Silhouette gracile et voix douce, la mère de famille le reconnaît sans détour : elle n’a découvert la radicalisation sa fille que lorsque celle-ci a tenté de rallier la Syrie, en mars 2015. Elevée dans une famille catholique non pratiquante, Sarah Hervouët s’était pourtant convertie l’année précédente mais ne portait pas le voile, continuait à sortir, à fréquenter ses amies. « Il n’y avait rien de flagrant », insiste Christelle G., à la tête de son salon de coiffure. Certaines de ses copines avaient été mises au courant de sa décision, l’avaient même accompagnée dans ce choix mais toutes en étaient persuadées, la jeune femme avait choisi un islam de paix, bien loin du djihad. « Elle avait un monde secret, rien ne transparaissait, en fait je ne la connaissais pas », confiait, un peu plus tôt dans la journée, non sans une pointe d’amertume, Ptysem, l’une d’elle.

« J’ai décidé de lui faire confiance »

Seule Natacha, sa sœur adorée, lui fait part de ses inquiétudes dès le début de l’année 2015. Lorsque son visage fin s’affiche sur l’écran de la visioconférence – elle réside désormais au Canada – Sarah Hervouët exulte. En dépit de l’enjeu, impossible pour elle de cacher la joie de voir sa cadette dont elle reste proche. La jeune femme, aujourd’hui gérante d’un restaurant, raconte ce soir où elle a découvert, sous le lit, un sac de voyage plein de vêtements et de biens de première nécessité. Lorsqu’elle lui fait part de ses craintes de la voir partir en Syrie, sa sœur esquive, lui parle d’humanitaire. « J’ai décidé de lui faire confiance, comme je l’ai toujours fait », confie-t-elle. Sarah Hervouët prendra quelques semaines plus tard la route de la Syrie.

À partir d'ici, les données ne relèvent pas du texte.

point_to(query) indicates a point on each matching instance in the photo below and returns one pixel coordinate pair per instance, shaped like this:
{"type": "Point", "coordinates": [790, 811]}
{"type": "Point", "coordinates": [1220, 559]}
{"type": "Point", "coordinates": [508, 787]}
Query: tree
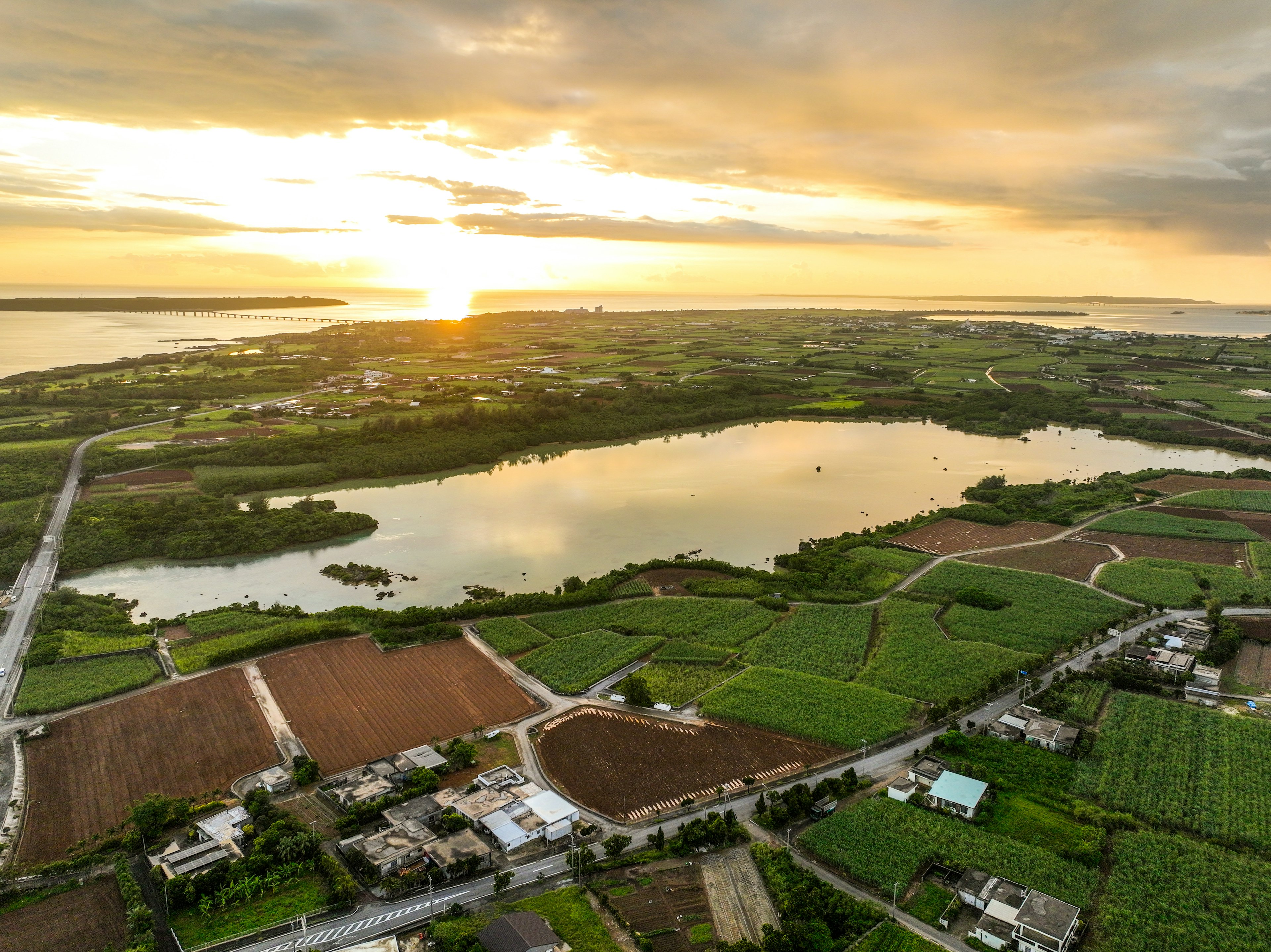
{"type": "Point", "coordinates": [637, 692]}
{"type": "Point", "coordinates": [616, 844]}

« Le manque de père, de stabilité, d’amis aussi. Le fait de ne pas se sentir bien, c’est ce qui l’a emmené à penser que c’était la solution. » C’est ainsi que Natacha, qui s’est expatriée en juin 2016, moins de trois mois avant l’attentat, résume les raisons qui ont poussé son aînée, que tous décrivent comme influençable, à s’enfermer dans l’islam radical. Dès l’adolescence, Sarah Hervouët est mal dans sa peau. Elle subit des moqueries car elle ressemble à son père biologique qui l’a abandonnée. Son père adoptif – il l’a reconnu dès sa naissance – est aimant mais absent et maladroit. Peu avant sa conversion, il la renvoie sans ménagement du Gabon, où il réside, après huit mois passés ensemble. A la barre, ce grand gaillard, chemise noire et veste en cuir semble sidéré par la situation. « C’est une fille tellement gentille », répète-t-il inlassablement. Assise dans le box, Sarah Hervouët fond en larmes. « Je voulais m’excuser pour tout le mal que je t’ai fait, désolée de t’avoir déçu. »

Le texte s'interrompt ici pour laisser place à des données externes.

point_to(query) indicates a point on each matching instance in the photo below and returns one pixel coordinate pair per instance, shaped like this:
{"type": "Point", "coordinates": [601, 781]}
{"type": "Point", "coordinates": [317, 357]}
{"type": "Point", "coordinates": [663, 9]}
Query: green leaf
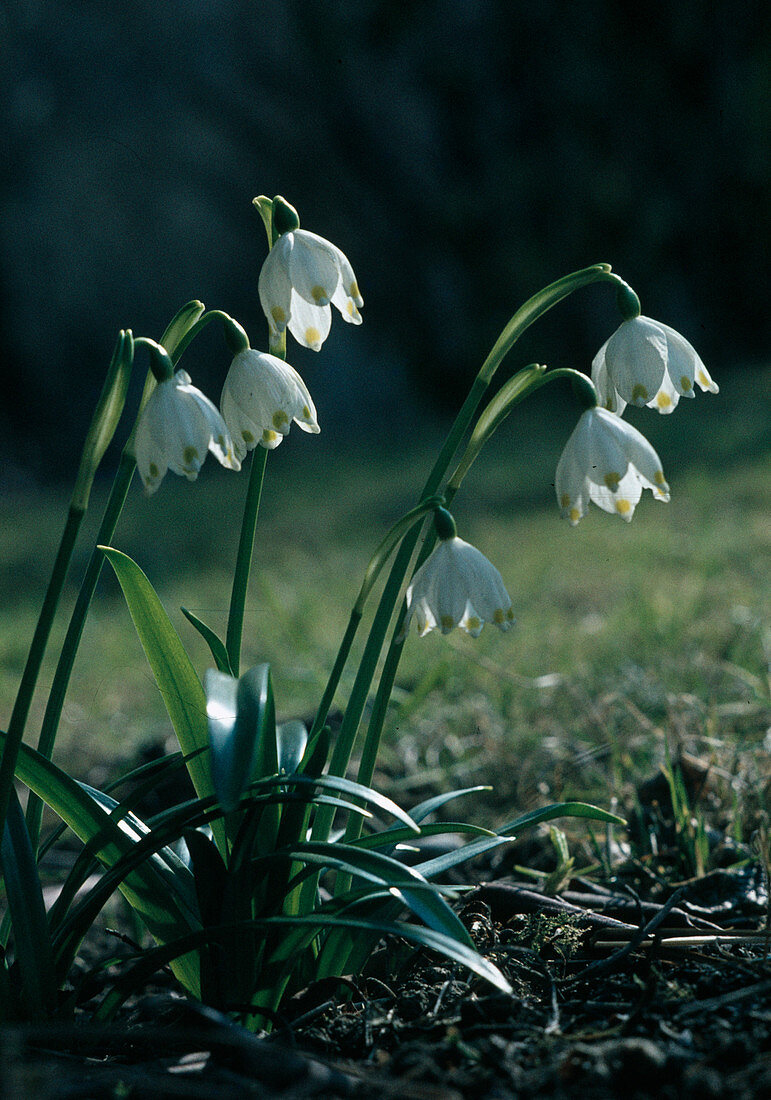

« Elle est passée devant moi en me disant “tu m’as gâché la vie” »

Son arrestation in extremis à la frontière syrienne ne met pas un terme à sa radicalisation. « Quand je l’ai récupérée, ils lui avaient déjà bien mangé le cerveau. Elle est passée devant moi en me disant “tu m’as gâché la vie” », se remémore sa mère. Dès son retour, Sarah Hervouët se voile entièrement, passe des heures sur les réseaux sociaux à regarder des vidéos et à dialoguer avec des djihadistes. L’enquête mettra notamment en lumière qu ’elle a tenté de se marier avec plusieurs terroristes tristement célèbres : Larossi Abballa, l’auteur du meurtre des policiers de Magnanville, Adel Kermiche qui a assassiné le prêtre de Saint-Etienne-du-Rouvray ou encore Mohamed Lamine Aberouz, jugé dans ce dossier pour non-dénonciation de crime terroriste mais également mis en examen pour complicité d’assassinat dans l’attentat de Magnanville. Si sa mère ignorait tout de ces relations, elle reconnaît que « se marier, fonder une famille, c’était une des obsessions de [sa] fille. »

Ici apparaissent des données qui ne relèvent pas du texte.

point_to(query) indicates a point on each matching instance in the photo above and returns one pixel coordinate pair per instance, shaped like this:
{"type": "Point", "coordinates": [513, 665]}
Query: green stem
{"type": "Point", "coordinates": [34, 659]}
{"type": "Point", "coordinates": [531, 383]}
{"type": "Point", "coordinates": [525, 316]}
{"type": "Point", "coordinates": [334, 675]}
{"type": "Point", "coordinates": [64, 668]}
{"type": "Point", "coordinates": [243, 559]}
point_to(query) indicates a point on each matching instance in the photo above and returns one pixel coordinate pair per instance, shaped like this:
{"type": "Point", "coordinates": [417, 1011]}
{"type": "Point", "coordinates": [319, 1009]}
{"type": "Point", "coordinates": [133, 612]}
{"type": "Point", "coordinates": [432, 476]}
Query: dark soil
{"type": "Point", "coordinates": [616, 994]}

Malgré de multiples signalements à la DGSI, Christelle G. ne parvient pas à détourner sa fille de ses funestes projets. C’est elle qui prévient les services de renseignement le 7 septembre, inquiète de ne pas avoir de nouvelles sa fille. « La suite, je l’ai découverte à la télé. » Sarah Hervouët le sait, elle encourt la perpétuité. Mais l’accusée veut croire, qu’une fois sa dette payée elle aura une seconde chance. Submergée par les larmes et l’émotion, elle en a fait la promesse à sa sœur. « Même si ça met 20 ans, on se retrouvera et on reprendra la vie là on l’a laissée », lui lance-t-elle avant que la visioconférence ne s’éteigne.